Well, it’s January, it’s cold and it’s the time of year that you persuade to yourself that you need to make a real effort to do all the things you said you’d do last year. I had a few this year, but one of them was to post a blog about one or two of the terrain projects which I worked on last year for the TooFatLardies display games of “Through the Mud and the Blood”.
Over the last year, a few people have asked me how we went about building an 8 foot x 8 foot set of terrain boards featuring wargaming terrain from the Western Front in the Great War. Richard Clarke kindly asked me to add an article on the terrain to the TFL Summer Special all about the construction of the boards. As articles in magazines go, I was pretty happy about it, but not everyone has a copy and, well, there’s only so much you can put into an article.
So, to try and spread the word about how we went about building the terrain, here’s a blog which sets out my terrain constructing entertainment from 2009, and brings people right up to date with my plans for 2010.

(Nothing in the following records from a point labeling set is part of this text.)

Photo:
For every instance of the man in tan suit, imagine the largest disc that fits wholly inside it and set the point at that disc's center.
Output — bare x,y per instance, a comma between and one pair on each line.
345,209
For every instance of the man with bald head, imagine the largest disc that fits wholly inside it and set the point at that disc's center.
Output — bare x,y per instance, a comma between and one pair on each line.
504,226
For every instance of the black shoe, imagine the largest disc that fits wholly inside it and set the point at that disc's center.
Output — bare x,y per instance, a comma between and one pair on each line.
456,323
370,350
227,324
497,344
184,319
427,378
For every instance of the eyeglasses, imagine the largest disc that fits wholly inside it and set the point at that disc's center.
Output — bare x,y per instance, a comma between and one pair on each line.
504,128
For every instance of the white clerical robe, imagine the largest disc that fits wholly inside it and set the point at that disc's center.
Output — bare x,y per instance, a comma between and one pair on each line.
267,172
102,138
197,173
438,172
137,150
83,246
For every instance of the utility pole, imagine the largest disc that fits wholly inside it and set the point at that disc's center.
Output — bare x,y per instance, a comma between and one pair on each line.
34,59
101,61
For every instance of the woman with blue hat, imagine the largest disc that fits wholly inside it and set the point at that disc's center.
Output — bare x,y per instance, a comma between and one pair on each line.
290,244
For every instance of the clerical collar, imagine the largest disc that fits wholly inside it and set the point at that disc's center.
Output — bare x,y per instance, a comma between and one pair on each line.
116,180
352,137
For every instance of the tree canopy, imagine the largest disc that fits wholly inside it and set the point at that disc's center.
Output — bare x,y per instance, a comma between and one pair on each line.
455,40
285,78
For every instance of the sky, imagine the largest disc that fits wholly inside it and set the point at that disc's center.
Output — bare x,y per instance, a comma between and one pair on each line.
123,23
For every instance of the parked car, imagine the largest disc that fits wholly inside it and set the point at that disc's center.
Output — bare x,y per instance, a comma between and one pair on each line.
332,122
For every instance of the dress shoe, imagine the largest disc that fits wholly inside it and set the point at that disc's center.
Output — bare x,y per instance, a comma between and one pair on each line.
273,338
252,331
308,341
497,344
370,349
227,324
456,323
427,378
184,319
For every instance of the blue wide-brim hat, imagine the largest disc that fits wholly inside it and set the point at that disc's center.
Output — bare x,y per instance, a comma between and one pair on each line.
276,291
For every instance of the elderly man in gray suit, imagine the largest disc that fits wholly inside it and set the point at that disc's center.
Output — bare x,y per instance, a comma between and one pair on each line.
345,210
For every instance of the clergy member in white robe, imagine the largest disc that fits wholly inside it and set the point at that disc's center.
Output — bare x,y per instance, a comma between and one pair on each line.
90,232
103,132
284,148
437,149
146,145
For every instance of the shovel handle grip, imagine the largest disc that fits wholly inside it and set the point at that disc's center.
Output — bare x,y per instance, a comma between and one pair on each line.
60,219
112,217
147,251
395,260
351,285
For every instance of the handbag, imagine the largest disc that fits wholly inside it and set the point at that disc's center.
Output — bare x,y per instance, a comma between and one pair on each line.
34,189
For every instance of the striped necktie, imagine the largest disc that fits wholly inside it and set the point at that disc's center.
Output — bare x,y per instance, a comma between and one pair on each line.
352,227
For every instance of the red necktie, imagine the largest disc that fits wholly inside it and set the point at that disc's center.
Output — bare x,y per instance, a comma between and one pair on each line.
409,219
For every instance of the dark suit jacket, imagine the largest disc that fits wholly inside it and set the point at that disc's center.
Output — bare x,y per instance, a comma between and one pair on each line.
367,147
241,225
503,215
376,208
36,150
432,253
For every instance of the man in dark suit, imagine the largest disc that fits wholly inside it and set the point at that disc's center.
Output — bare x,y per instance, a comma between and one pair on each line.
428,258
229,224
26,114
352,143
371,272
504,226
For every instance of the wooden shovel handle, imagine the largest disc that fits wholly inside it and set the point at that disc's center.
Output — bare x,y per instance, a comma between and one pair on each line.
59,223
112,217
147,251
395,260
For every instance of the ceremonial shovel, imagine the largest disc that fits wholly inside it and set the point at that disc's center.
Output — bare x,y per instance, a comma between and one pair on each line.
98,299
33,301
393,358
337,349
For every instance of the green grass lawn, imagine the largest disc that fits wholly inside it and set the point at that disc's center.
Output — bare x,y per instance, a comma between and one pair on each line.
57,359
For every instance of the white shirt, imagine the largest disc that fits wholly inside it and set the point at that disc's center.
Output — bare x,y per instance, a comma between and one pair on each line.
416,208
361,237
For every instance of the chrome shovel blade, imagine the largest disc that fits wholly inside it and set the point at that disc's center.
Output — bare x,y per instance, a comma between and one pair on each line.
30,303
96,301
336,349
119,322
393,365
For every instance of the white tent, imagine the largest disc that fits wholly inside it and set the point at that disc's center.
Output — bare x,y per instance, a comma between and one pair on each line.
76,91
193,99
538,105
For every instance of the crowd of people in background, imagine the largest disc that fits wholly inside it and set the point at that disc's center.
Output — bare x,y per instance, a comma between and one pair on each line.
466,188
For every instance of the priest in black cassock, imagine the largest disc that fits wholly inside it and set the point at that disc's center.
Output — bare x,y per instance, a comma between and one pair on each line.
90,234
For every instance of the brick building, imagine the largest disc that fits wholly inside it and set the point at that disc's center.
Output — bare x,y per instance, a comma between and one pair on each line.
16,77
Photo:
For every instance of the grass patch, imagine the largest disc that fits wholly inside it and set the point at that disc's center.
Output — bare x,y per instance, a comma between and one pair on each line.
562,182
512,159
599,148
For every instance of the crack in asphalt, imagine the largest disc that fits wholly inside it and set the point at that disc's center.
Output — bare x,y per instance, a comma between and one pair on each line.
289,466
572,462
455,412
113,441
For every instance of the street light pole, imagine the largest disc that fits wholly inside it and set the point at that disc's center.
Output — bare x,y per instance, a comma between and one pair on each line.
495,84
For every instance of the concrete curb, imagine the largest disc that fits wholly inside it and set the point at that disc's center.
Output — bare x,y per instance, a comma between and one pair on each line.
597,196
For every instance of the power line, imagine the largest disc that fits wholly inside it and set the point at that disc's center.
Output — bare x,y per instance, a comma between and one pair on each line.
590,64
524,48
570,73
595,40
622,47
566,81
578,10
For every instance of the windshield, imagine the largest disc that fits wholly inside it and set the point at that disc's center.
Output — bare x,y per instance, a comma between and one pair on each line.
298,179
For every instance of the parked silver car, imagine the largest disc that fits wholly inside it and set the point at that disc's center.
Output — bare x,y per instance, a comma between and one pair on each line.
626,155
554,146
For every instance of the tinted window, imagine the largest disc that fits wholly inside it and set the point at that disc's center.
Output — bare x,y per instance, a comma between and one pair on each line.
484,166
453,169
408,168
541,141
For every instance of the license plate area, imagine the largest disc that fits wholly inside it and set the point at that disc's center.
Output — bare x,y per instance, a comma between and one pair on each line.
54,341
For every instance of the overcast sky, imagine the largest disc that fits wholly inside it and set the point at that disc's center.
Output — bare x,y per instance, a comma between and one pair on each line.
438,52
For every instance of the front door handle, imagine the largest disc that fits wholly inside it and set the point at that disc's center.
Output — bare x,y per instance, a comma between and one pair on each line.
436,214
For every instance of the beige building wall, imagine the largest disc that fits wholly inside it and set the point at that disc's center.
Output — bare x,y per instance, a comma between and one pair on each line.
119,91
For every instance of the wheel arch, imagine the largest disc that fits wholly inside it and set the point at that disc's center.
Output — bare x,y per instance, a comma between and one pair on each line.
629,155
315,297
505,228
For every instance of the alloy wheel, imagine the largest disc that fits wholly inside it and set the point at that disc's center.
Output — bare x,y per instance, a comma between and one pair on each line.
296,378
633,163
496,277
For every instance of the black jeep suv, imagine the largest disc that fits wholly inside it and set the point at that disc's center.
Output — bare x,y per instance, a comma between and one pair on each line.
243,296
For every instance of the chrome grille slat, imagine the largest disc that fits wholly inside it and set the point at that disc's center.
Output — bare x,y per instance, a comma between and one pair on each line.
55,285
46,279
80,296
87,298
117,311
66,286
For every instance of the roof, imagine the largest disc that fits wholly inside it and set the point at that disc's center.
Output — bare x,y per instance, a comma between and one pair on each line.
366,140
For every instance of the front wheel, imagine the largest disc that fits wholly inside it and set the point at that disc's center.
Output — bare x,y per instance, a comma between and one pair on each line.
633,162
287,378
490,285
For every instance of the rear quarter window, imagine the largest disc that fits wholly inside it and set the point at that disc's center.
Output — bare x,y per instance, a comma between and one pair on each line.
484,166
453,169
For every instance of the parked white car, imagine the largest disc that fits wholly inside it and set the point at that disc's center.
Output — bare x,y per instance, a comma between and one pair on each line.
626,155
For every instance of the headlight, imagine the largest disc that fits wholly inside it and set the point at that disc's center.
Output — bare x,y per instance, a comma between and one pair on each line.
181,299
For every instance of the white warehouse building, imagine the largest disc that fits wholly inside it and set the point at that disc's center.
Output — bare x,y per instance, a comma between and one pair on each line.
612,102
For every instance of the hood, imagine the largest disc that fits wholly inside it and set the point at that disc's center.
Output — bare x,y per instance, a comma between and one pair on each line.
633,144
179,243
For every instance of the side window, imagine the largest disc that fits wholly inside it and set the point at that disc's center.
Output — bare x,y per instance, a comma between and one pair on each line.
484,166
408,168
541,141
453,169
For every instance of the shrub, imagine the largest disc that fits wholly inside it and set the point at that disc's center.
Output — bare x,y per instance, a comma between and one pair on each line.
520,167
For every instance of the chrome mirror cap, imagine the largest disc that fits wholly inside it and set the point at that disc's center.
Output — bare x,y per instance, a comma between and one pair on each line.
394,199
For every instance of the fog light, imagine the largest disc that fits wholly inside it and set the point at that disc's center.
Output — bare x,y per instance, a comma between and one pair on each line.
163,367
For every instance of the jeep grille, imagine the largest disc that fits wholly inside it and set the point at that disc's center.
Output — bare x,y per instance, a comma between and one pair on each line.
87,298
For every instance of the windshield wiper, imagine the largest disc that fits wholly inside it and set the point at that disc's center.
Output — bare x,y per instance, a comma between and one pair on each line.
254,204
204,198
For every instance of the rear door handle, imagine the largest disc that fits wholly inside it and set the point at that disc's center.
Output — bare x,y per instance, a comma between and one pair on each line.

Thinking back, I don’t quite know how it happened. In the space of a few short hours in November 2008, I had arrived at the St Albans wargames club at the Fleetville Community Centre for a light-hearted game of “Bag the Hun” and ended up with a new project. Well, that’ll teach me to make a cup of coffee in the kitchen when someone’s looking for volunteers. The project seemed pretty simple when I agreed to it. Richard Clarke wanted to have a crack at producing some trench terrain for his new World War One rules, “Through the Mud and the Blood”. How hard could that be? Piece of cake, surely? I’d made plenty of terrain before and that hadn’t taken too long. I’d even made a set of terrain boards for the TFL game at Salute in 2005, and that’d been simplicity itself.